I couldn't agree more that self-care is boring. Though they have changed my life so much for the better, sometimes I get tired of using the CBT techniques I learned in therapy. I also get tired of needing them to stay focused and balanced. Recovery isn't an easy path to stay on. It's refreshing to see your honesty. Recovery isn't about painting rainbows and singing "Don't Worry, Be Happy.'' It brings immense rewards but it's also difficult and demanding work, and as you say, can be far from exciting.
I will try the links to creative self-care techniques.
Thanks for the insightful blog entry!

Debbie Reek
June, 5 2013 at 10:59 am

Okay! For the last couple of months, at least the most prevalent emotion, although admittedly it was still a dominating emotion but buried under others previously, is fear of moving forward. I guess I mean literally, "moving". I have lived in this rather unacceptable apartment for well over 25 years and have vowed for the majority of those years to move ASAP! The landlord is less than accommodating and treats me, and I'm not just singling out me, as less than important - something I'm used to --- so no biggy, right? Well! Recently I have an opportunity to move OUT of this dump and I'm scared almost to the point of feeling like a piece of concrete. A few minutes ago, I just laid down on my dirty ol' carpet and cried I was so scared. I'd be meeting new people, it'd be an open, friendly community, and although I am an open and friendly person, part of me is scared to death of others' reactions of me, I feel so bizarrely different. I guess for that reason I've been a hermit for so many years, scared of venturing out and running into walking, talking people who'll judge me for being a "loser."
I know it's ME who needs to do the self-talk to boost my morale.
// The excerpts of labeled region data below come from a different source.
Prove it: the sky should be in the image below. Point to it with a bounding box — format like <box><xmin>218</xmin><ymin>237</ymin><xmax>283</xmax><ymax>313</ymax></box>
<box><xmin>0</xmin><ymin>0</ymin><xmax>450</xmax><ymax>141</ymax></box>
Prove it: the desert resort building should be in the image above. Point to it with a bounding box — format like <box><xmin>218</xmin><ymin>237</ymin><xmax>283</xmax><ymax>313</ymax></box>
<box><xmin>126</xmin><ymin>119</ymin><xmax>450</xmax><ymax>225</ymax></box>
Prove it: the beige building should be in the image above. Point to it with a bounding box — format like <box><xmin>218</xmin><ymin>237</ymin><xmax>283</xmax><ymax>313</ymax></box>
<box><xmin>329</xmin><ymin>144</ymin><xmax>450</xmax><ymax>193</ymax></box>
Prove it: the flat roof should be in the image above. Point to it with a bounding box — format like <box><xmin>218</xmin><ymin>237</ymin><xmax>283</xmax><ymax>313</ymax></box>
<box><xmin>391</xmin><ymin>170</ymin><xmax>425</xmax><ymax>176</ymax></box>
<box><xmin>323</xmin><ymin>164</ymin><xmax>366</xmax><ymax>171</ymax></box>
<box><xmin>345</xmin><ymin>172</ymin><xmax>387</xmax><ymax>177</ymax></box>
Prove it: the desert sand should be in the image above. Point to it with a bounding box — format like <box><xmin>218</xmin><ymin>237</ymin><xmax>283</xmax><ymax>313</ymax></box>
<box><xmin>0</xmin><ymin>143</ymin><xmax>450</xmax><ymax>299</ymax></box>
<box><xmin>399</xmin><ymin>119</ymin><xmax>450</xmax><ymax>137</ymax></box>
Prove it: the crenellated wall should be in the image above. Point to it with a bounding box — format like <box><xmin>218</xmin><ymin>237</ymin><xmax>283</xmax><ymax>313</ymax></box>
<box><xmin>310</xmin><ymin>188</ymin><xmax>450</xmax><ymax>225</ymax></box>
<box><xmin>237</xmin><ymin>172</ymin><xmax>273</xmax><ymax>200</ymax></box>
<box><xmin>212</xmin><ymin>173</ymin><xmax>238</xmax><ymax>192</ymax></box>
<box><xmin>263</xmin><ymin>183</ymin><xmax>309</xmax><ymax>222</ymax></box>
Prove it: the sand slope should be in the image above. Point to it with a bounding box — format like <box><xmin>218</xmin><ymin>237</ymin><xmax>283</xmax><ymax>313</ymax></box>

But it really does feel good to be able to speak about my burdening self-doubts to folks who perhaps will understand and not judge for perhaps you, too, have similar fears.
Thanks for being there - and thank you so much for reading and caring. My heart, soul and thoughts are with you all.

Dr Musli Ferati
May, 31 2013 at 8:48 pm

Among these useful suggestions on satisfying recovering from any mental disorder, the fifth one indicate crucial importance on treatment and management of respective mental illness. I mean to say that the health way to manage daily life with its difficulties should be an excellent manner to overcome psychosocial hardness, as provocative and stimulating factor to relapse of mental disorder. Beside this utilitarian effect of self-care, patient with mental illness teach routine daily engagement on maintenance of personal hygiene, the primary aspect of global wellness.In this category of take-care partakes the regimen of feeding, regular intake of psychiatric remedies, healthy sleeping, and many others social skills that improve and develop social supportive network. On the other side, these recommendation ought to be as guideline in current psychiatric treatment of psychiatric patient, in order to return their impair self-esteem and the meaning of social living as well.

cindyaka
May, 27 2013 at 7:12 am

You're right about acceptance,I lost too many years to bipolar because I didn't want to accept that something might be wrong. I knew it wasn't normal to feel and act like a yo-yo, yet someone suggesting I see a pdoc scared the hell out of me. I finally stopped denying there was a problem and did seek help once it was suggested. It's great to feel normal and be in remission (so far,so good).